Quem parou a terra não foi um poderoso robô, denominado de Glort no filme: "O dia em que a terra parou". Este clássico da ficção científica, dirigido por Robert Wise, em 1951 faz uma leitura de um período pós-guerra (2ª mundial) e os movimentos da guerra fria, quando a terra recebe a visita de um alienígena, que alerta sobre a importância da paz para humanidade e que a corrida bélica poderia trazer danos para a terra e ameaçar outros planetas. Em uma demonstração de força Glort com seus poderes inimagináveis paralisa todos os continentes, transportes estáticos, sem energia elétrica, indústrias, comércios, tudo literalmente estático, em repouso.
Numa trajetória nunca experimentada de avanços tecnológicos da humanidade, quem fez a terra parar foi um habitante mais antigo do que nós seres humanos neste planeta, resistiram e sobreviveram às catástrofes, eras glaciais, adaptando-se as situações mais lúgubres e inóspitas. Um vírus que com seu poder de propagação alterou o percurso da humanidade em pleno século XXI, o mundo parou literalmente, as indústrias fecharam totalmente ou parcialmente, como consequência os comércios e indústrias estão com suas portas cerradas, escolas sem aula, as reuniões e agendas ocorrem por videoconferência. O momento é de cautela e cuidado com si e com os outros. As competições esportivas também sofrerão alterações, as olimpíadas pela primeira vez na história foram adiadas para 2021 (23 de julho a 08 de agosto), ficando um ciclo olímpico de cinco anos, durante a 1ª e 2ª guerras mundiais foram canceladas. Campeonatos de futebol continentais foram adiados também.
Além do inimigo real e invisível, que é o Covid-19, outros adversários surgem para complicar a situação e atrapalhar a conscientização da população referente aos danos causados por quem é acometido pela doença, dentre elas o discurso oficial do presidente que procura desconstituir as determinações da Organização Mundial da Saúde (OMS) e das autoridades brasileiras da saúde, assim como pesquisadores brasileiros e estrangeiros. Desacreditar a imprensa brasileira também tem sido uma estratégia para flexibilizar as medidas de isolamento social e possibilitar o amplo funcionamento dos setores produtivos do país, o que ocasionaria a circulação de pessoas e facilitaria a velocidade da contaminação pelo vírus. É compreensível a necessidade das empresas de produzirem e assim manter empregos e pagar custos, mas este momento é delicado e quem deve acenar com medidas que auxiliem os setores produtivos e também propiciar programas de renda para os trabalhadores formais e informais deve ser o governo federal.
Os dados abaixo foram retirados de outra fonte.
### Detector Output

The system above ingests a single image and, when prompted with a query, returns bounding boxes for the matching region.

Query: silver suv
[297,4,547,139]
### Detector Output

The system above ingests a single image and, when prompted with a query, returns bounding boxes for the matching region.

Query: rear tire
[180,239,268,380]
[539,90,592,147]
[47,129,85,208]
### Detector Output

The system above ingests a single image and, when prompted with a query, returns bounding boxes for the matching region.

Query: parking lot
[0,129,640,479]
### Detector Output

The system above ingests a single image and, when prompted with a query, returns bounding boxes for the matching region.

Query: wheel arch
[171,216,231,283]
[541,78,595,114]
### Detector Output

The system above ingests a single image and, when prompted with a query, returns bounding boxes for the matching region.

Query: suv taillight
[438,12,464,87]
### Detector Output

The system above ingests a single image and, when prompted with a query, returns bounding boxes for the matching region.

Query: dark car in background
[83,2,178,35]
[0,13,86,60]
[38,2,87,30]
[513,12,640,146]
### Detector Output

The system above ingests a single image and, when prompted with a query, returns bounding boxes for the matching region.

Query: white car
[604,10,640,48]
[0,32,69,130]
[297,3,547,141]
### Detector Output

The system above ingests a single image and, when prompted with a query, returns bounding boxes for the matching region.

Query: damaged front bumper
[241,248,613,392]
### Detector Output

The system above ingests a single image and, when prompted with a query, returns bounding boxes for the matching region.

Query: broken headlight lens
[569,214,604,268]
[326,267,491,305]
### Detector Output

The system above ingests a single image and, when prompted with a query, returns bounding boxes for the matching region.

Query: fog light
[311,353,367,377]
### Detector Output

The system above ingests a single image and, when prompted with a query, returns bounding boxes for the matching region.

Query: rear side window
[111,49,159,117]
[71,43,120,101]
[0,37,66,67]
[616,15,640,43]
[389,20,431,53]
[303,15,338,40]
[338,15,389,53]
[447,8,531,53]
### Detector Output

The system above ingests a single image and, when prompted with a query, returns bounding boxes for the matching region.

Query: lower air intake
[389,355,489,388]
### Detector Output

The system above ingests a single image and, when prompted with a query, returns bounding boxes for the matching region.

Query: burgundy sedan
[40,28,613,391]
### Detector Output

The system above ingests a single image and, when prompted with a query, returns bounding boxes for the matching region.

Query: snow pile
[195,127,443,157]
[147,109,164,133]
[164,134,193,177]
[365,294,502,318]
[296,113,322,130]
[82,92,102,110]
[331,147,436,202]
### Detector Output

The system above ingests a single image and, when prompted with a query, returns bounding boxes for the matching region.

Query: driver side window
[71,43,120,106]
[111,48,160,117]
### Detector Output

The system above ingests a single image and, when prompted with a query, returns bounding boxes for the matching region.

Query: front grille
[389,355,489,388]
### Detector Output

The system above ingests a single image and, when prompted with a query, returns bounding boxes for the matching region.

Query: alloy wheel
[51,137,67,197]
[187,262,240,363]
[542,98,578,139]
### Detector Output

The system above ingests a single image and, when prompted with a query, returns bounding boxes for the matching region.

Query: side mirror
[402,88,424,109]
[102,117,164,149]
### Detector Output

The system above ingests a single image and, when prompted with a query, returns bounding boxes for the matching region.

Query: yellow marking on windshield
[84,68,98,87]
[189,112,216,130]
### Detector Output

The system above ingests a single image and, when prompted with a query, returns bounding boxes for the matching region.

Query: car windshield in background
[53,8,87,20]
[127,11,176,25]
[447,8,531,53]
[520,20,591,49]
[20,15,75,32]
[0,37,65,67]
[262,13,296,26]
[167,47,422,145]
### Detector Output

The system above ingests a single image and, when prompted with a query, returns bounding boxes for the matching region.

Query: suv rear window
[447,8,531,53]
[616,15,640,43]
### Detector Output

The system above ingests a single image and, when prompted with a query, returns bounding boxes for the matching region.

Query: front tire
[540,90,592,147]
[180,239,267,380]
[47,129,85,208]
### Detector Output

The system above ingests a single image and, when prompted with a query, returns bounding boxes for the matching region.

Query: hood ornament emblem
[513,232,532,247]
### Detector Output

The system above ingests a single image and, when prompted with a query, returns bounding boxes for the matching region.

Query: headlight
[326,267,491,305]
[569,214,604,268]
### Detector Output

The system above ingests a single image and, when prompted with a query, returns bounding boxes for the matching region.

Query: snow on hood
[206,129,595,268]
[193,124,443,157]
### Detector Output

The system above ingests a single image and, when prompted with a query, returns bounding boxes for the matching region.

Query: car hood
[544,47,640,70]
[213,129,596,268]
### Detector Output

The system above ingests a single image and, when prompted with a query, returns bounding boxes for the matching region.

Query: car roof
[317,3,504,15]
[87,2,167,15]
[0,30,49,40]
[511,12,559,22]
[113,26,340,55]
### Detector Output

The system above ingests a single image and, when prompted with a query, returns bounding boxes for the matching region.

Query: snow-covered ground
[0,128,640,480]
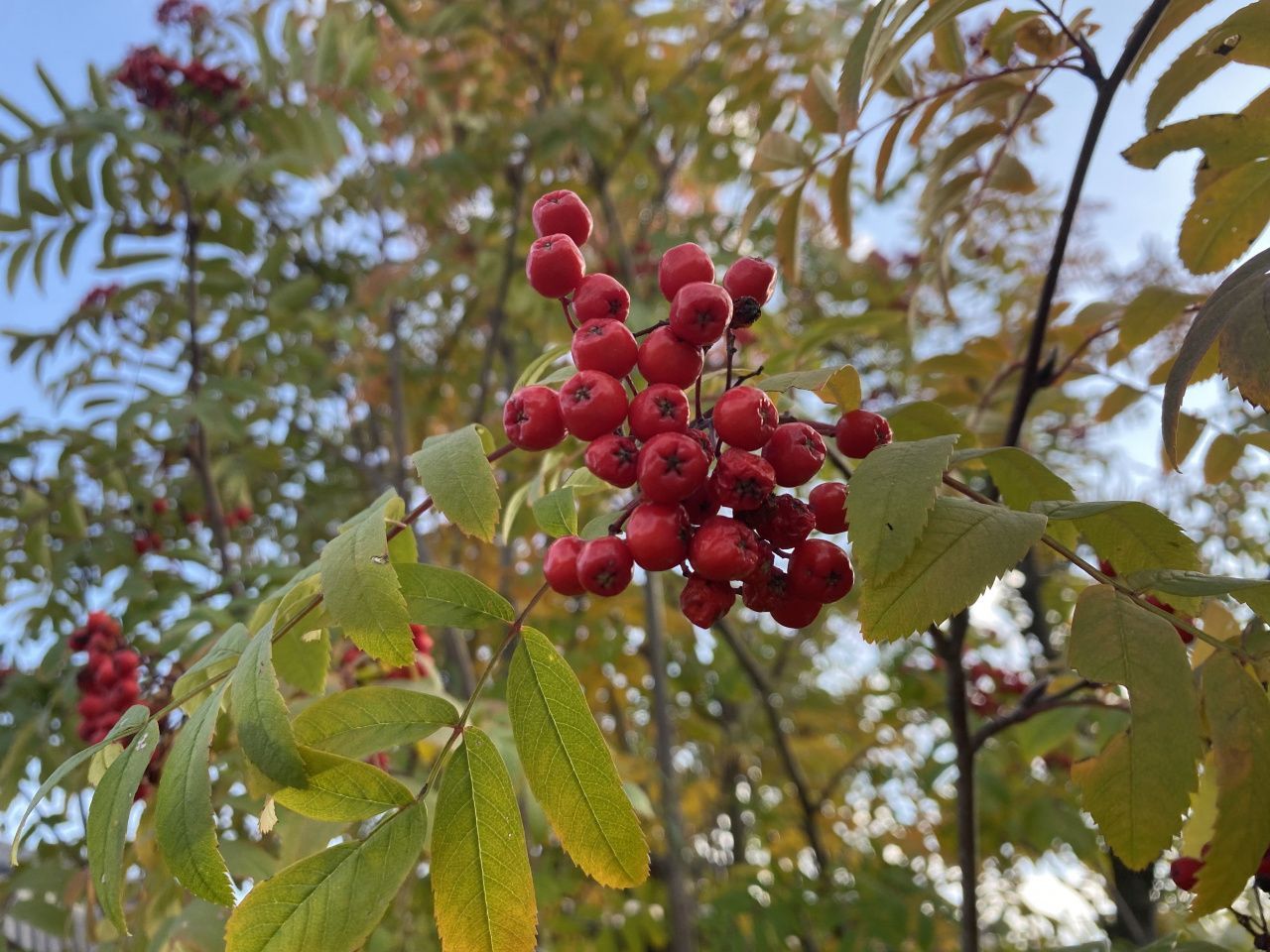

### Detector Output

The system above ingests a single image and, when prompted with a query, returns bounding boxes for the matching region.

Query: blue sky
[0,0,1266,416]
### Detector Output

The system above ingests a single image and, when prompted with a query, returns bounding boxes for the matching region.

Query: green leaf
[953,447,1076,547]
[847,436,956,581]
[1161,250,1270,466]
[173,623,251,710]
[1036,502,1199,575]
[410,425,499,542]
[507,629,649,889]
[1121,113,1270,169]
[1068,585,1194,870]
[230,625,308,787]
[1124,568,1270,619]
[828,149,856,249]
[851,500,1045,641]
[838,0,892,135]
[85,722,159,935]
[9,704,150,866]
[1147,0,1270,128]
[530,486,577,536]
[291,685,458,757]
[1178,160,1270,274]
[225,799,428,952]
[394,565,516,629]
[318,495,414,664]
[273,748,414,822]
[885,400,978,447]
[155,680,234,906]
[1192,652,1270,916]
[749,130,807,172]
[434,727,537,952]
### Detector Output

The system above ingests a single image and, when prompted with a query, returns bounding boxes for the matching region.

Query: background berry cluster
[503,190,890,629]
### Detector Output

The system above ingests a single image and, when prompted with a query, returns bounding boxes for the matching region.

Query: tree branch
[713,621,829,876]
[1003,0,1170,447]
[644,572,698,952]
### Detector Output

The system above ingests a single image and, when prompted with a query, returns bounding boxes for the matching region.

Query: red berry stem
[631,321,671,337]
[560,298,577,330]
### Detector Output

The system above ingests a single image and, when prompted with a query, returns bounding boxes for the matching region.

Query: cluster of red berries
[69,612,141,744]
[1169,843,1270,893]
[1098,558,1195,645]
[77,285,122,311]
[966,661,1029,717]
[503,190,890,627]
[114,46,245,112]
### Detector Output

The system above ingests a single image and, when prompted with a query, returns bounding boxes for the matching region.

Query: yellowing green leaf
[530,486,577,536]
[225,801,428,952]
[273,748,414,822]
[1178,160,1270,274]
[1038,502,1199,575]
[410,425,499,542]
[85,722,159,934]
[9,704,150,866]
[816,364,861,413]
[432,727,537,952]
[507,629,648,889]
[1161,251,1270,466]
[851,495,1046,641]
[1192,652,1270,915]
[1068,585,1194,870]
[847,436,956,581]
[155,680,234,906]
[230,625,308,787]
[396,565,516,629]
[319,495,414,664]
[292,685,458,757]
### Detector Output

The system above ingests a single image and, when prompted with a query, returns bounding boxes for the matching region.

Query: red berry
[712,387,777,449]
[572,274,631,322]
[671,281,731,346]
[530,189,594,248]
[710,449,776,512]
[1169,856,1204,892]
[807,482,849,536]
[689,516,762,581]
[560,371,626,440]
[763,422,825,486]
[680,575,736,629]
[682,487,718,526]
[577,536,634,598]
[503,384,564,452]
[629,384,689,439]
[543,536,585,595]
[525,235,586,298]
[833,410,890,459]
[626,503,693,572]
[788,538,856,604]
[740,563,789,612]
[572,320,639,377]
[636,327,706,389]
[657,241,713,300]
[768,594,821,629]
[410,625,433,654]
[638,432,710,503]
[722,258,776,307]
[583,432,639,489]
[729,495,816,548]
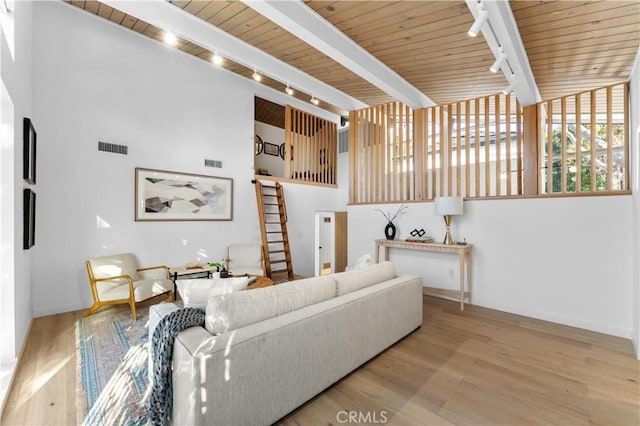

Aliada fundamental na conscientização do momento que passamos,a imprensa brasileira merece todo respeito e graças a ela é que possuímos uma democracia fortalecida, pois sem o direito à informação não existe nem mesmo justiça, sua função que é nos manter informados sobre o avanço do Covid 19 no país tem sido cumprido de forma correta e isenta. Reportagens especiais, programas com especialistas e atualização dos casos tem marcado os noticiários locais, regionais e nacionais. O que tem causado indignação geral e prejudica o enfrentamento a esta enfermidade são as inúmeras "Fake News" que circulam nas redes sociais tomando dimensões geométricas com extrema velocidade, aumentando o pânico da população. Nosso reconhecimento aos setores de saúde, que arriscam suas vidas para salvar outras tantas e também a segurança que dá suporte para a consecução do trabalho dos demais segmentos neste momento de pandemia do Coronavírus em que a união, o bom senso, o amor ao próximo e a alteridade, dentre outros, são fundamentais para superação de todas as dificuldades geradas pelo Covid 19.